Quick Workout Should Feel Like Training
Quick workout now feels closer to the main training flow, with running timers for duration sets and a dashboard card that matches regular workout entries.
Shipped
- Fixed duration-based sets so the active work timer actually runs after
Start Timer. - Standardized cardio and mind-body duration displays around elapsed work time, with target and remaining time kept as context.
- Kept interval-specific timer behavior separate from normal duration-set timing.
- Normalized the dashboard quick workout card with regular workout cards: same padding, same chevron treatment, same whole-card action pattern.
- Shortened the quick workout prompt to a clearer job: train now and log as you go.
Why
Quick workout should not feel like a shortcut bolted onto the side of the product.
It is for the sessions that still matter even when they were not planned in advance: a mobility session between calls, a conditioning block after lifting, a few accessory movements after the main work, or a quick strength session that needs to be logged before the details disappear.
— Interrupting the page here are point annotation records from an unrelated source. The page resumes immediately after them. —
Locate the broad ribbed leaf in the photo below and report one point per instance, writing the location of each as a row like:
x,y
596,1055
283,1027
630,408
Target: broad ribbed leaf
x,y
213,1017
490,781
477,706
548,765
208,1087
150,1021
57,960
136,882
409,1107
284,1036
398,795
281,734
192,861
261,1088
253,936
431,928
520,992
For that to work, the quick workout path has to feel like training. Timed sets need a real running clock. The dashboard entry should sit beside scheduled workouts without looking like a different design system. The product should let someone start now and capture the work as it happens.
Notes
- This improves quick workout and routine timer behavior because both use the shared timer route.
- The primary duration display counts up elapsed work time after the timer starts.
- Target and remaining time stay visible as context instead of replacing the active timer.
Next
- Keep closing the gap between planned workout execution and quick workout logging.
- Continue making quick workouts useful for strength, cardio, mind-body, and mixed sessions without forcing a full routine setup first.